4 thoughts on - How To Get Bug Fixed By TUV

  • This is a good question.

    bugs.CentOS.org is out there for the CentOS Community to use to report issues they find … and for the Community to find and fix issues that are reported.

    The CentOS team will only fix issues that we “introduce” with some change we make. We will not fix issues that are also in RHEL until those issues are fixed there and released in source code that we then get.

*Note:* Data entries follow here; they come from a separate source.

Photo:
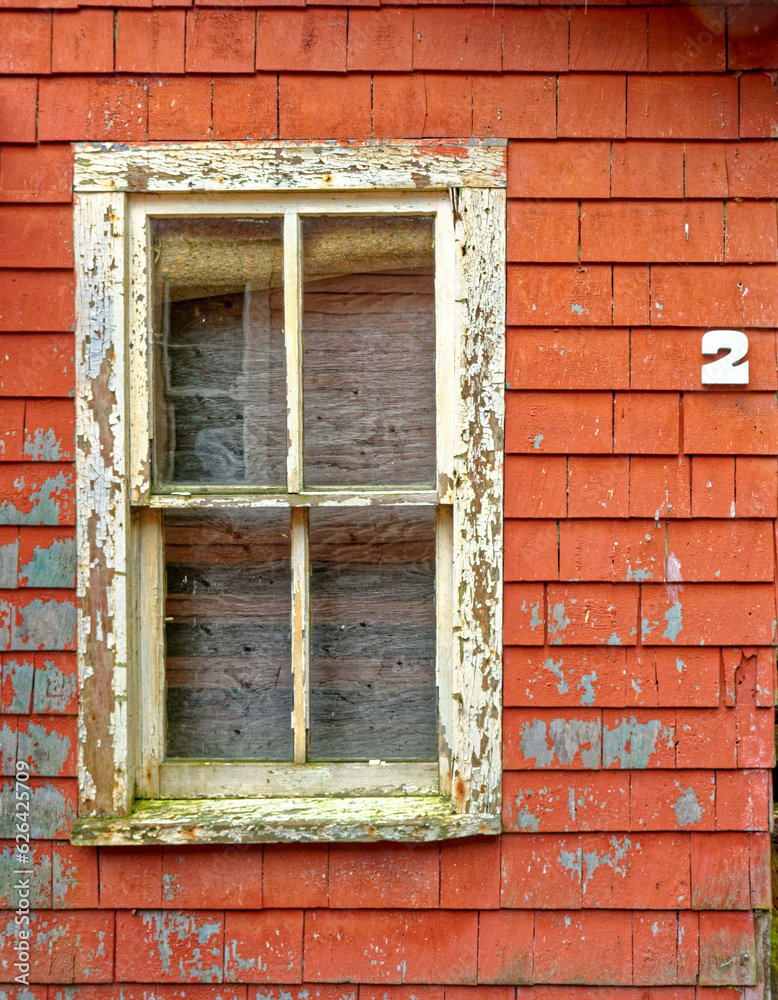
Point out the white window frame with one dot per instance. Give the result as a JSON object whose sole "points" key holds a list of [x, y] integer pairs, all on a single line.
{"points": [[128, 793]]}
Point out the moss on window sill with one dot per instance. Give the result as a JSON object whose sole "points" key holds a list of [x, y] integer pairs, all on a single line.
{"points": [[245, 821]]}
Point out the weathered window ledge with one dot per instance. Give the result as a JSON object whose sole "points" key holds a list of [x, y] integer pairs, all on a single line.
{"points": [[246, 821]]}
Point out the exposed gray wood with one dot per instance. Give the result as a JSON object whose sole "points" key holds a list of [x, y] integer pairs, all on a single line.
{"points": [[301, 633], [227, 635], [273, 166], [189, 499], [369, 391], [199, 779], [102, 505], [444, 612], [373, 635], [236, 821], [148, 648], [293, 340], [220, 404], [476, 281]]}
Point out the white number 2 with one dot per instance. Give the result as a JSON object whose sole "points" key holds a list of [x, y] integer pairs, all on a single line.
{"points": [[724, 370]]}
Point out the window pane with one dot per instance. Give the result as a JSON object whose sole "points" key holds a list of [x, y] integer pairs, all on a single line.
{"points": [[373, 634], [220, 391], [227, 635], [369, 351]]}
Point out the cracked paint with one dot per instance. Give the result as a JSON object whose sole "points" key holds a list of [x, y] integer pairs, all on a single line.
{"points": [[686, 807], [45, 624], [561, 741], [674, 619], [558, 624], [52, 566], [630, 744], [610, 859], [43, 446]]}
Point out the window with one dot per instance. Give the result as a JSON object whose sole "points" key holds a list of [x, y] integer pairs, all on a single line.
{"points": [[289, 500]]}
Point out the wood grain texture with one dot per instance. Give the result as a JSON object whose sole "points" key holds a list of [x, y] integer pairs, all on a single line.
{"points": [[239, 779], [369, 363], [477, 776], [228, 644], [102, 506], [236, 821], [270, 166]]}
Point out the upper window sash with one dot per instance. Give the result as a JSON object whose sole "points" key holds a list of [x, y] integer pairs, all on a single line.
{"points": [[291, 209]]}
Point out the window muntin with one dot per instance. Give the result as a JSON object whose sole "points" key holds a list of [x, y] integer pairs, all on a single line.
{"points": [[119, 543], [250, 393]]}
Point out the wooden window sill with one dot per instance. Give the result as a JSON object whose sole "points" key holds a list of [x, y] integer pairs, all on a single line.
{"points": [[246, 821]]}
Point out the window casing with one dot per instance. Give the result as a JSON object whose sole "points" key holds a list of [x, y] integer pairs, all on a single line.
{"points": [[130, 791]]}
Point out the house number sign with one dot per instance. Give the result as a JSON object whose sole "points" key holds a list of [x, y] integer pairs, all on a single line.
{"points": [[726, 370]]}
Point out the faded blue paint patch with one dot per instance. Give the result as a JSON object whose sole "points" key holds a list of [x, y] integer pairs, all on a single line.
{"points": [[45, 751], [45, 624], [611, 858], [169, 885], [559, 622], [54, 566], [571, 862], [525, 820], [51, 814], [6, 618], [556, 670], [630, 743], [9, 563], [586, 685], [190, 962], [17, 686], [561, 741], [40, 878], [45, 502], [54, 690], [43, 446], [686, 807], [674, 619]]}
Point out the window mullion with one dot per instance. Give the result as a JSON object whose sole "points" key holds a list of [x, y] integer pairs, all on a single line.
{"points": [[300, 632], [294, 352]]}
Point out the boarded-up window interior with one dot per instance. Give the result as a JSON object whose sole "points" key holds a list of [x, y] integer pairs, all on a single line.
{"points": [[296, 599]]}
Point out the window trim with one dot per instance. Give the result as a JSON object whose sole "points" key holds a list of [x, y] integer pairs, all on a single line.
{"points": [[112, 473]]}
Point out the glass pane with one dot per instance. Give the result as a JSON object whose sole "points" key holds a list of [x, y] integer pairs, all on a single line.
{"points": [[369, 351], [373, 634], [220, 388], [227, 635]]}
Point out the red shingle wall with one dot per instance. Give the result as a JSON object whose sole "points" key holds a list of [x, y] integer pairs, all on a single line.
{"points": [[640, 533]]}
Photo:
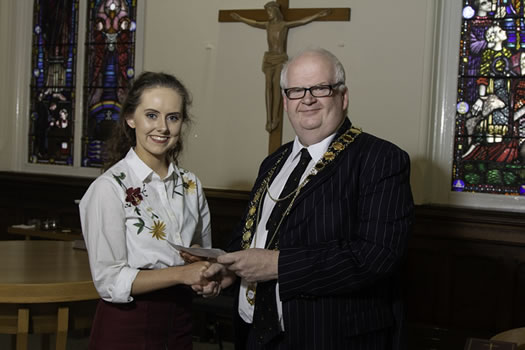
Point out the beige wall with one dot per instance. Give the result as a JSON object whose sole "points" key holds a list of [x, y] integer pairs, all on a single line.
{"points": [[386, 49]]}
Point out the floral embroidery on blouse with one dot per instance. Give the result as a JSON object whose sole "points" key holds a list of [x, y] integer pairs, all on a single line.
{"points": [[158, 230], [134, 197], [189, 184]]}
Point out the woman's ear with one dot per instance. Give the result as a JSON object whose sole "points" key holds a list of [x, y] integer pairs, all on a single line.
{"points": [[131, 122]]}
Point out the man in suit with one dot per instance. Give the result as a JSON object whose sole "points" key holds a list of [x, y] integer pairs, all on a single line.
{"points": [[319, 258]]}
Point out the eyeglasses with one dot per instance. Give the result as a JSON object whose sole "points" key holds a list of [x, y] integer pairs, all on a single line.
{"points": [[315, 91]]}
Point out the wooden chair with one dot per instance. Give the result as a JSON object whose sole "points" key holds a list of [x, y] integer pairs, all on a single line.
{"points": [[516, 335], [44, 320]]}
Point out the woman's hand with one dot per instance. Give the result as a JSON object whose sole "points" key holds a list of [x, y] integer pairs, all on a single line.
{"points": [[193, 274]]}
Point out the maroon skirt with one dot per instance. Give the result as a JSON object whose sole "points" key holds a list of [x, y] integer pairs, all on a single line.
{"points": [[156, 320]]}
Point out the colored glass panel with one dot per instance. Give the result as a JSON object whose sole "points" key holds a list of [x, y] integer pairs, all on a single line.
{"points": [[489, 143], [109, 69], [53, 72]]}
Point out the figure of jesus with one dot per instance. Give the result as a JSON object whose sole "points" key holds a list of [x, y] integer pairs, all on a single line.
{"points": [[277, 33]]}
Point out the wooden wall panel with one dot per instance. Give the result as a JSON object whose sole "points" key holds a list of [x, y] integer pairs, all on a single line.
{"points": [[465, 269]]}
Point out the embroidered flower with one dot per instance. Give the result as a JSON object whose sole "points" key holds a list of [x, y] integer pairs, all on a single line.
{"points": [[189, 184], [158, 230], [133, 196]]}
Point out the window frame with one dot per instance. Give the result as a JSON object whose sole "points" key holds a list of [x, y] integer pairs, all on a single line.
{"points": [[443, 111], [22, 63]]}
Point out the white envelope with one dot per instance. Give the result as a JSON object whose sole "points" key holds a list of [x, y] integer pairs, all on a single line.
{"points": [[202, 252]]}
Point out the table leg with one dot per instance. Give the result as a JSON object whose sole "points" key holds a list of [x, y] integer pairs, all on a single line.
{"points": [[22, 329], [62, 324]]}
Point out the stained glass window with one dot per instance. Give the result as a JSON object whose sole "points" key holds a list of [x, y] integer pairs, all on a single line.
{"points": [[110, 52], [52, 112], [489, 145]]}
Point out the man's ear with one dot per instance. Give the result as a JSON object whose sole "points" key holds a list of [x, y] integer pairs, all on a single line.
{"points": [[345, 99], [285, 105]]}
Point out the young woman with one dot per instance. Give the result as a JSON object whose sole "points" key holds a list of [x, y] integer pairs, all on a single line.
{"points": [[133, 213]]}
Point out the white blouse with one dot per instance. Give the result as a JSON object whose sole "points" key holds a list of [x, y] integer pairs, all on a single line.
{"points": [[128, 216]]}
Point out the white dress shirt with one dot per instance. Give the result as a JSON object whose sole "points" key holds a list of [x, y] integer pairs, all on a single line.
{"points": [[129, 214], [316, 152]]}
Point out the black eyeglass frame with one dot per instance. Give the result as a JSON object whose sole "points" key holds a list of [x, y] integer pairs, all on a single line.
{"points": [[331, 87]]}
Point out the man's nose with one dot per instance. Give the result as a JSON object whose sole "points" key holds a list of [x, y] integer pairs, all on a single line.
{"points": [[308, 97]]}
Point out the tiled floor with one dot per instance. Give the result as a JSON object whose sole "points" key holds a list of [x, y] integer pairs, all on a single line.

    What this means is, we need the CentOS community to look at bugs.CentOS.org and to see if they can validate all bugs. We also need members of the community who might also have RHEL subscriptions to see if those bugs also exist in RHEL. If they do exist in RHEL, then an upstream bug should be filed there.

    In fact, we are looking to start a program to do this … called CentOS
    Bug Wranglers.

    Bugs are only going to be fixed if they are reported to Red Hat (again, unless we somehow introduced them only into CentOS Linux).

    People don’t need to wait for the formal program to begin though .. anyone who wants to make CentOS better can look though and validate bugs and report ones that also exist in RHEL to Red Hat. Anyone can create an account on bugs.CentOS.org and the Red Hat bugzilla. The only way we are going to get things fixed is to work on it as a community.

  • That is true, using bugs.CentOS.org is optional, BUT ..

    If you use bugzilla.redhat.com only, then you give it to Red Hat engineers and they can get to it when they can (between cases they have for supported customers, etc). They are really good at fixing things reported, no matter who does it, when they have time .. I agree.

    But the CentOS community also has many smart people in it and if we can get some of those smart people routinely checking and validating and even fixing issues on bugs.CentOS.org and putting that info on bugzilla.redhat.com, then those fixes can get in faster still. It is much faster/easier to validate a fix that is already been researched and created than to research and create the fix.

    So, yes, by all means report bugs to the Red Hat bugzilla if they are also bugs in RHEL .. but as a community we can speed up the fixes by doing some of the legwork as a group as well.